Le projet de loi présenté jeudi définit la “normalisation” comme “la reconnaissance de l’entité sioniste ou l’établissement de liens directs ou indirects” avec elle, un crime qui serait qualifié de “haute trahison”.

Toute personne reconnue coupable du “crime de normalisation” encourt une peine de six à dix ans de prison et une amende de 3 140 à 31 402 dollars (10 000 à 100 000 dinars tunisiens), selon le texte. Les récidivistes seraient emprisonnés à vie.

“Il y a un accord total entre le président, le parlement et l’opinion publique sur cette question”, a déclaré le président du parlement, Brahim Bouderbala, au début de la session.

“Nous croyons fermement que la Palestine doit être libérée du fleuve à la mer et qu’un État palestinien doit être établi avec Jérusalem sainte comme capitale”, a-t-il ajouté.

Cette législation interdirait également toute interaction entre les Tunisiens et les Israéliens, y compris les “événements, manifestations, réunions, expositions et compétitions” dans tout contexte, qu’il soit “politique, économique, scientifique, culturel, artistique ou sportif” dans les territoires détenus ou occupés par Israël.
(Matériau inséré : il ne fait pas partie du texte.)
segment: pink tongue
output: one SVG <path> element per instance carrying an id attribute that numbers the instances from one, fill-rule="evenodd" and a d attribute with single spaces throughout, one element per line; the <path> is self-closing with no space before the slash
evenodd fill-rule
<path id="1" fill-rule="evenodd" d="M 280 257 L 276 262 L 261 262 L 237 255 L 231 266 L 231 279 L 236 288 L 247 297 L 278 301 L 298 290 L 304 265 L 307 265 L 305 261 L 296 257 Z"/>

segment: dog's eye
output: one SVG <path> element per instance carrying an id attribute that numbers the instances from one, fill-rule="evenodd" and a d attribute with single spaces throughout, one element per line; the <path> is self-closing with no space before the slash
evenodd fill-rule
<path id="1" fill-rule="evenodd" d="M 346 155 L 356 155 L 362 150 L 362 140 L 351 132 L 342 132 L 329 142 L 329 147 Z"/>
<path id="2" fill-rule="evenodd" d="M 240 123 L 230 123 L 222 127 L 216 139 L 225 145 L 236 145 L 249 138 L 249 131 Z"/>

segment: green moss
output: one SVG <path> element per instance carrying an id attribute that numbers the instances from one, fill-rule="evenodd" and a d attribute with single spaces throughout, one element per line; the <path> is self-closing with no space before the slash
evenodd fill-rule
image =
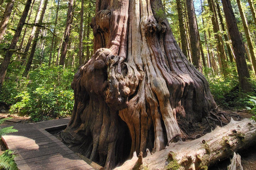
<path id="1" fill-rule="evenodd" d="M 206 142 L 204 144 L 204 148 L 205 149 L 205 150 L 206 151 L 206 154 L 210 154 L 211 153 L 211 149 L 210 149 L 210 146 Z"/>
<path id="2" fill-rule="evenodd" d="M 167 170 L 178 170 L 180 167 L 180 165 L 176 159 L 173 159 L 166 167 Z"/>
<path id="3" fill-rule="evenodd" d="M 159 10 L 157 11 L 155 11 L 156 12 L 156 16 L 157 18 L 164 18 L 165 16 L 165 13 L 164 10 Z"/>
<path id="4" fill-rule="evenodd" d="M 202 166 L 200 167 L 201 170 L 208 170 L 208 166 Z"/>

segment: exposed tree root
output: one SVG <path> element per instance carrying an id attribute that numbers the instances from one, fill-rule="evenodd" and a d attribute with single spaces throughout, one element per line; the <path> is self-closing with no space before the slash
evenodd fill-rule
<path id="1" fill-rule="evenodd" d="M 143 159 L 149 169 L 207 169 L 208 166 L 230 156 L 234 152 L 256 142 L 256 123 L 249 119 L 217 126 L 211 133 L 190 142 L 179 141 Z M 124 164 L 126 169 L 130 166 Z M 124 167 L 115 169 L 124 169 Z"/>

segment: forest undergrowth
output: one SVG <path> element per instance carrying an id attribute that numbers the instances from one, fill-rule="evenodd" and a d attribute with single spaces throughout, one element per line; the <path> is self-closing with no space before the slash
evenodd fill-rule
<path id="1" fill-rule="evenodd" d="M 22 76 L 19 62 L 12 63 L 0 92 L 0 101 L 10 106 L 10 114 L 30 117 L 38 122 L 70 116 L 74 104 L 71 83 L 76 69 L 35 67 L 28 78 Z M 239 91 L 238 76 L 234 72 L 225 79 L 204 69 L 206 78 L 218 107 L 224 110 L 244 110 L 253 114 L 256 107 L 255 91 L 245 94 Z M 250 80 L 254 89 L 256 79 Z"/>

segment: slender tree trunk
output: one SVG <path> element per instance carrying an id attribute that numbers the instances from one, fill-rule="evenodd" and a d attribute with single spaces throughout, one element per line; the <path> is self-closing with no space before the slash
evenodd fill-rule
<path id="1" fill-rule="evenodd" d="M 54 23 L 54 28 L 53 29 L 53 35 L 52 35 L 52 43 L 51 44 L 51 49 L 50 50 L 50 56 L 49 56 L 49 62 L 48 65 L 49 66 L 51 66 L 51 61 L 52 60 L 52 51 L 55 50 L 55 44 L 54 44 L 54 39 L 55 39 L 55 34 L 56 33 L 56 26 L 57 25 L 57 21 L 58 21 L 58 15 L 59 14 L 59 8 L 60 5 L 60 0 L 58 0 L 58 5 L 57 5 L 57 9 L 56 10 L 56 18 L 55 18 L 55 23 Z M 53 61 L 52 64 L 53 65 L 53 62 L 54 60 L 54 53 L 53 53 Z"/>
<path id="2" fill-rule="evenodd" d="M 222 18 L 222 15 L 221 15 L 220 5 L 219 5 L 219 3 L 218 2 L 218 1 L 216 1 L 215 4 L 216 4 L 216 7 L 217 8 L 218 15 L 220 19 L 220 26 L 221 26 L 221 28 L 222 29 L 223 32 L 226 32 L 226 30 L 225 29 L 225 25 L 224 24 L 224 22 L 223 21 L 223 18 Z M 224 33 L 223 36 L 224 36 L 224 38 L 225 39 L 226 45 L 227 46 L 227 49 L 228 50 L 228 56 L 229 56 L 229 60 L 230 61 L 230 62 L 233 63 L 234 61 L 235 57 L 233 56 L 233 53 L 232 52 L 232 49 L 231 48 L 231 46 L 228 42 L 229 41 L 229 39 L 227 34 Z"/>
<path id="3" fill-rule="evenodd" d="M 34 4 L 35 3 L 35 0 L 34 0 L 33 2 L 32 2 L 32 4 L 31 5 L 31 7 L 30 7 L 30 12 L 29 12 L 29 14 L 28 15 L 28 20 L 27 20 L 27 23 L 29 23 L 29 20 L 30 20 L 30 17 L 31 17 L 31 15 L 32 14 L 32 12 L 33 11 L 33 6 L 34 6 Z M 21 42 L 20 42 L 20 46 L 19 46 L 19 51 L 20 52 L 22 52 L 22 46 L 23 46 L 23 43 L 24 42 L 24 40 L 25 39 L 25 37 L 26 37 L 26 34 L 27 33 L 27 29 L 28 28 L 28 27 L 26 26 L 25 27 L 25 29 L 24 30 L 24 33 L 23 33 L 23 36 L 22 36 L 22 39 L 21 39 Z M 21 57 L 21 55 L 20 54 L 19 54 L 19 60 L 20 60 L 20 57 Z"/>
<path id="4" fill-rule="evenodd" d="M 240 0 L 237 0 L 236 2 L 237 2 L 237 5 L 238 6 L 239 12 L 240 12 L 240 15 L 241 16 L 241 19 L 243 22 L 243 26 L 244 27 L 244 32 L 245 33 L 245 36 L 246 37 L 248 47 L 249 48 L 250 53 L 251 54 L 251 56 L 252 57 L 252 65 L 254 71 L 256 71 L 256 57 L 254 51 L 255 49 L 253 44 L 252 43 L 252 37 L 251 37 L 248 24 L 247 24 L 247 20 L 245 17 L 245 15 L 244 14 L 241 1 Z M 256 72 L 255 73 L 256 74 Z"/>
<path id="5" fill-rule="evenodd" d="M 190 31 L 189 31 L 189 26 L 188 24 L 188 13 L 187 12 L 187 5 L 186 5 L 186 3 L 185 2 L 183 3 L 184 5 L 184 12 L 185 13 L 185 18 L 186 18 L 186 22 L 185 22 L 185 30 L 187 32 L 186 33 L 186 40 L 187 40 L 187 49 L 188 49 L 188 55 L 189 57 L 189 60 L 190 63 L 192 63 L 192 58 L 191 58 L 191 44 L 190 44 L 190 39 L 189 38 L 190 37 Z"/>
<path id="6" fill-rule="evenodd" d="M 196 20 L 196 26 L 197 28 L 198 28 L 198 25 L 197 24 L 197 21 Z M 199 40 L 199 45 L 200 46 L 200 52 L 202 56 L 202 61 L 203 62 L 203 65 L 204 67 L 206 67 L 206 64 L 205 63 L 205 57 L 204 56 L 204 50 L 203 49 L 203 45 L 202 44 L 202 41 L 201 41 L 201 38 L 200 37 L 200 33 L 199 32 L 199 30 L 197 30 L 198 32 L 198 40 Z M 202 64 L 201 64 L 202 65 Z M 203 71 L 203 70 L 202 70 Z"/>
<path id="7" fill-rule="evenodd" d="M 178 15 L 179 16 L 179 27 L 180 29 L 181 49 L 182 50 L 182 53 L 188 58 L 187 52 L 188 49 L 187 48 L 187 40 L 186 39 L 187 37 L 186 35 L 185 27 L 184 24 L 184 14 L 183 12 L 183 7 L 181 5 L 181 0 L 177 0 L 176 3 L 177 5 Z"/>
<path id="8" fill-rule="evenodd" d="M 256 26 L 256 14 L 255 12 L 253 2 L 252 0 L 248 0 L 248 3 L 249 3 L 250 8 L 251 9 L 251 11 L 252 12 L 252 18 L 253 18 L 253 20 L 254 21 L 254 24 Z"/>
<path id="9" fill-rule="evenodd" d="M 89 36 L 90 36 L 90 22 L 89 20 L 91 18 L 91 14 L 89 13 L 88 14 L 88 19 L 87 19 L 87 32 L 86 32 L 86 39 L 89 40 L 90 39 Z M 86 61 L 89 61 L 90 59 L 90 47 L 89 44 L 86 46 Z"/>
<path id="10" fill-rule="evenodd" d="M 214 38 L 217 40 L 217 50 L 218 52 L 218 55 L 219 57 L 220 68 L 221 72 L 226 78 L 228 75 L 227 71 L 228 64 L 224 49 L 223 40 L 221 35 L 219 33 L 220 27 L 217 18 L 217 16 L 215 13 L 215 5 L 212 0 L 208 0 L 208 3 L 210 11 L 212 13 L 211 20 L 213 28 L 213 32 L 214 32 Z"/>
<path id="11" fill-rule="evenodd" d="M 7 27 L 7 24 L 9 21 L 10 16 L 12 13 L 12 8 L 14 5 L 15 0 L 10 0 L 6 4 L 5 10 L 4 11 L 4 16 L 0 22 L 0 43 L 2 42 L 4 38 L 4 35 Z"/>
<path id="12" fill-rule="evenodd" d="M 2 6 L 3 2 L 4 2 L 4 0 L 0 0 L 0 6 Z"/>
<path id="13" fill-rule="evenodd" d="M 186 0 L 186 3 L 189 26 L 192 63 L 196 68 L 202 72 L 200 44 L 193 0 Z"/>
<path id="14" fill-rule="evenodd" d="M 203 6 L 203 3 L 202 2 L 202 0 L 200 0 L 200 3 L 201 4 L 201 10 L 202 10 L 202 13 L 203 13 L 204 12 L 204 8 Z M 202 18 L 202 22 L 203 23 L 203 27 L 204 28 L 205 27 L 205 23 L 204 23 L 204 20 L 203 18 Z M 212 67 L 212 64 L 211 62 L 211 60 L 210 59 L 210 50 L 209 50 L 209 47 L 208 46 L 208 42 L 207 42 L 207 36 L 206 36 L 206 31 L 205 30 L 204 31 L 204 44 L 205 44 L 205 47 L 207 49 L 207 66 L 209 68 Z"/>
<path id="15" fill-rule="evenodd" d="M 60 41 L 60 44 L 59 45 L 59 49 L 58 50 L 58 54 L 57 54 L 57 58 L 56 58 L 56 65 L 59 65 L 59 60 L 60 58 L 60 51 L 61 49 L 61 46 L 63 42 L 63 40 L 64 40 L 64 35 L 63 35 L 62 38 L 61 38 L 61 40 Z"/>
<path id="16" fill-rule="evenodd" d="M 134 151 L 164 149 L 182 134 L 178 121 L 202 121 L 217 106 L 161 3 L 96 2 L 94 54 L 75 76 L 73 114 L 61 137 L 106 170 Z"/>
<path id="17" fill-rule="evenodd" d="M 40 49 L 41 49 L 41 52 L 40 52 L 40 65 L 42 65 L 42 63 L 43 62 L 43 58 L 44 58 L 44 48 L 45 47 L 45 37 L 46 37 L 46 34 L 47 34 L 47 30 L 44 29 L 43 32 L 43 35 L 42 35 L 43 39 L 41 40 L 41 48 L 40 48 Z"/>
<path id="18" fill-rule="evenodd" d="M 0 65 L 0 88 L 1 88 L 3 86 L 3 83 L 4 82 L 5 75 L 6 74 L 8 65 L 9 65 L 12 54 L 15 52 L 16 45 L 18 40 L 19 40 L 19 37 L 20 36 L 21 31 L 22 30 L 22 28 L 24 26 L 27 16 L 28 15 L 31 1 L 32 0 L 27 1 L 22 15 L 21 15 L 18 24 L 17 28 L 16 29 L 16 32 L 15 32 L 15 34 L 12 39 L 12 41 L 9 47 L 8 48 L 8 50 L 5 54 L 5 56 L 4 58 L 4 60 Z"/>
<path id="19" fill-rule="evenodd" d="M 81 11 L 80 12 L 80 29 L 79 30 L 79 65 L 83 64 L 83 23 L 84 22 L 84 0 L 81 0 Z"/>
<path id="20" fill-rule="evenodd" d="M 43 7 L 43 10 L 42 10 L 42 13 L 40 16 L 40 19 L 39 19 L 38 23 L 42 23 L 43 22 L 43 20 L 44 19 L 44 13 L 45 13 L 45 11 L 46 10 L 47 3 L 48 0 L 45 0 L 44 7 Z M 28 57 L 25 70 L 24 70 L 24 72 L 22 74 L 23 76 L 27 76 L 28 75 L 28 72 L 30 69 L 31 64 L 32 64 L 34 55 L 36 51 L 36 45 L 37 44 L 37 40 L 41 29 L 41 28 L 39 27 L 37 27 L 36 28 L 36 32 L 35 32 L 35 38 L 33 41 L 33 44 L 32 44 L 30 54 L 29 54 L 29 57 Z"/>
<path id="21" fill-rule="evenodd" d="M 39 4 L 38 8 L 37 10 L 38 12 L 36 13 L 36 17 L 35 18 L 35 21 L 34 22 L 34 24 L 38 24 L 38 23 L 40 22 L 38 22 L 38 21 L 40 19 L 40 13 L 41 12 L 41 11 L 42 11 L 42 8 L 43 7 L 43 3 L 44 3 L 44 0 L 40 0 L 40 3 Z M 41 14 L 41 15 L 42 15 L 42 14 Z M 22 57 L 21 57 L 21 65 L 25 64 L 25 63 L 26 63 L 25 60 L 26 60 L 26 58 L 27 58 L 27 56 L 28 55 L 28 53 L 29 50 L 29 48 L 30 47 L 32 40 L 35 38 L 35 35 L 37 28 L 38 28 L 38 27 L 37 27 L 36 26 L 34 26 L 33 28 L 32 28 L 32 31 L 31 31 L 30 36 L 28 38 L 28 42 L 27 42 L 27 45 L 26 46 L 25 49 L 24 50 L 24 52 L 23 52 L 25 54 L 23 55 Z"/>
<path id="22" fill-rule="evenodd" d="M 67 55 L 67 47 L 68 47 L 69 39 L 69 32 L 72 19 L 72 8 L 73 7 L 74 0 L 70 0 L 68 3 L 68 10 L 67 14 L 67 21 L 65 31 L 64 32 L 64 40 L 62 42 L 59 65 L 64 65 L 66 56 Z"/>
<path id="23" fill-rule="evenodd" d="M 243 45 L 242 37 L 237 36 L 239 35 L 239 31 L 231 3 L 229 0 L 222 0 L 222 2 L 228 31 L 236 56 L 239 87 L 244 91 L 252 91 L 253 89 L 249 81 L 250 76 L 245 60 L 245 49 Z"/>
Rassemblement des Tunisiens en soutien aux Palestiniens

La législation a été élaborée et approuvée fin octobre par un groupe de législateurs soutenant le président Kais Saied, qui a modifié la constitution pour instaurer un régime ultraprésidentiel à la suite d’un coup d’État en 2021.

Au cours du mois dernier, des milliers de Tunisiens sont descendus dans la rue pour soutenir les Palestiniens de Gaza, qu’Israël pilonne depuis le 7 octobre.

Depuis, plus de 9 000 Palestiniens ont été tués, selon le ministère de la santé de Gaza, dont deux tiers sont des femmes et des enfants.

Le parlement tunisien actuel, qui a été élu à la fin de 2022, compte 160 députés.

Le pays compte une communauté juive d’environ un millier de personnes, dont la plupart vivent sur l’île de Djerba, dans le sud du pays.

Des milliers de personnes se rendent en pèlerinage à la synagogue El Ghriba, sur l’île, chaque année au mois de mai.